Рейтинг@Mail.ru

Спокойствие

I

Этого она мне простить не могла.

– Все, что угодно… Можете ругаться, делать гадости, но быть таким тихим кирпичом, таким тупым тюленем… Нет, с вами нужны железные нервы.

– Из какого же материала, недорогого и прочного, должны быть сделаны ваши нервы, если я, действительно, Стал бы ругаться с вами по поводу каждой вашей глупости, походя делать самые неожиданные гадости и вести себя как крыса в ведре?

– Все, что угодно, но только не это спокойствие… Вы им быка можете убить…

– Странное оружие для убоя домашнего скота. Что же, собственно, вы от меня хотите?

– Я хочу, чтобы вы были человеком.
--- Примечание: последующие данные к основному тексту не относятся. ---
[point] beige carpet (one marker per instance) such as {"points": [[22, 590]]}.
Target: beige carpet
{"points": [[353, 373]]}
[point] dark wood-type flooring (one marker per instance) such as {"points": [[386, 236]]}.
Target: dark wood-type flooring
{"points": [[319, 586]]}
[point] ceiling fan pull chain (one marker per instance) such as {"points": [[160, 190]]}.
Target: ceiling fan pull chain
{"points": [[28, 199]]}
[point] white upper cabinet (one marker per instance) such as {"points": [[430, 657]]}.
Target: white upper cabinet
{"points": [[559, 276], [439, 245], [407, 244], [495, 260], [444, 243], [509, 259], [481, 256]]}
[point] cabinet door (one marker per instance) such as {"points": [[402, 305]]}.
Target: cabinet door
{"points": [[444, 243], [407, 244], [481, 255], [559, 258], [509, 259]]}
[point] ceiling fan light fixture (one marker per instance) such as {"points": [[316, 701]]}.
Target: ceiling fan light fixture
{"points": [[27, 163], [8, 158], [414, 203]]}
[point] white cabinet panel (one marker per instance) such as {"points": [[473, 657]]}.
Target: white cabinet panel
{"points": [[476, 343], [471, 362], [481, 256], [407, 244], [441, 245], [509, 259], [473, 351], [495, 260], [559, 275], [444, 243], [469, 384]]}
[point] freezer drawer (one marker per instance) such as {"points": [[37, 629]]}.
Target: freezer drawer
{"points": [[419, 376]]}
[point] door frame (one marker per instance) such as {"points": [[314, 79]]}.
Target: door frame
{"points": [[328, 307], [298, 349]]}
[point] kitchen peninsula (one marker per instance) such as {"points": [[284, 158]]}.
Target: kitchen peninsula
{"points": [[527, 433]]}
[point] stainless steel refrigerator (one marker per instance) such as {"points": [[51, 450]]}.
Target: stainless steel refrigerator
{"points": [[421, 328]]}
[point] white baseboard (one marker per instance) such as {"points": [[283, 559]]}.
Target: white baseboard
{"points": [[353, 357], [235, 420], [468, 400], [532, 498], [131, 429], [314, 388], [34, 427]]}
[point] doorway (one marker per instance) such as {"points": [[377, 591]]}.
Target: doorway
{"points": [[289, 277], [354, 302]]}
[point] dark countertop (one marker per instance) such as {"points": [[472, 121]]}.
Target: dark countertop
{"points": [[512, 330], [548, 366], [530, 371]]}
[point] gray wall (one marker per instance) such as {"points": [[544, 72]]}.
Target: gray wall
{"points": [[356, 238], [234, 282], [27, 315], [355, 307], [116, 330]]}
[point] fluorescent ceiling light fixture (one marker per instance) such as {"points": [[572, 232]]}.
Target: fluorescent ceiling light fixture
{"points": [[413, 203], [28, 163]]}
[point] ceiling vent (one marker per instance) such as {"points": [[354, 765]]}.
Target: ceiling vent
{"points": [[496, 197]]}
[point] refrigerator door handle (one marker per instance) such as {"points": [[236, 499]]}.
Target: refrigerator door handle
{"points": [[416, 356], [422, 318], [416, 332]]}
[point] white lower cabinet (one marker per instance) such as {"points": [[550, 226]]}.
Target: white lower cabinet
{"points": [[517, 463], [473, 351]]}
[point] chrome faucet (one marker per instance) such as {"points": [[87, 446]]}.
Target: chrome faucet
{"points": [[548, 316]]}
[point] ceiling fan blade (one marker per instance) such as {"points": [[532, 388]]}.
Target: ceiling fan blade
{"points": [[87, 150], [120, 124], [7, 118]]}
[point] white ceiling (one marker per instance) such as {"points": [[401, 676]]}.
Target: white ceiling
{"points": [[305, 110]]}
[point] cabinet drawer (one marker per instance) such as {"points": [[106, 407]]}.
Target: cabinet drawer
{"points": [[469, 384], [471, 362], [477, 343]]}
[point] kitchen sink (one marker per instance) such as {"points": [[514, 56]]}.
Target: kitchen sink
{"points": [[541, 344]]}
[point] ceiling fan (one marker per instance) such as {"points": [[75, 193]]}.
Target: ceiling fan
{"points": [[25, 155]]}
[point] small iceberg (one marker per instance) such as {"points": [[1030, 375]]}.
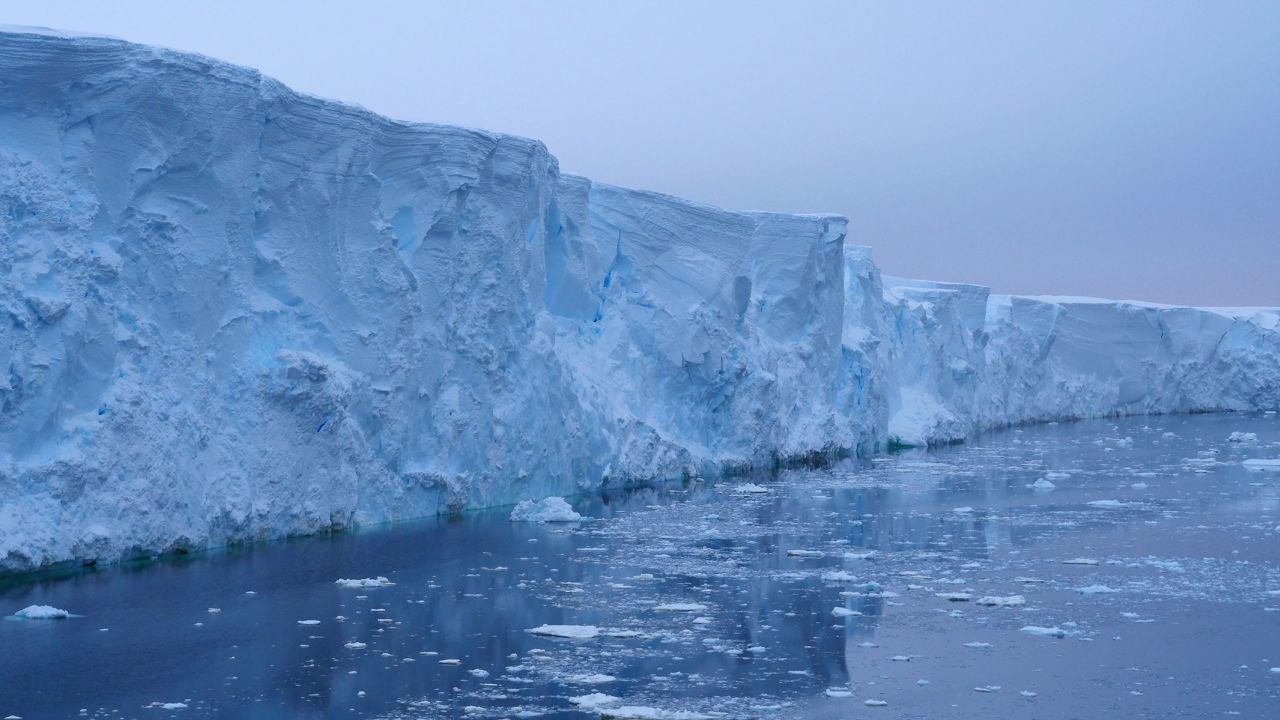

Вы даже никогда не возвышаете голоса.

– Правда, я делаю это, только когда нужно позвать извозчика.

– У вас никогда не бывает даже минутного порыва… Вы никогда не сможете зажечь словами… Вы тряпка, мякина…

Таким разговором редко начинается скрепление большого, хорошо продуманного чувства. Так было и в этом случае. Вскоре мы разошлись после года мелких неприятностей, неожиданных разговоров с незнакомыми людьми и предугаданных звонков по телефону с изложением причин неявки к назначенному месту, одним словом, после того, что для краткости и для привлечения сочувствия называется любовью.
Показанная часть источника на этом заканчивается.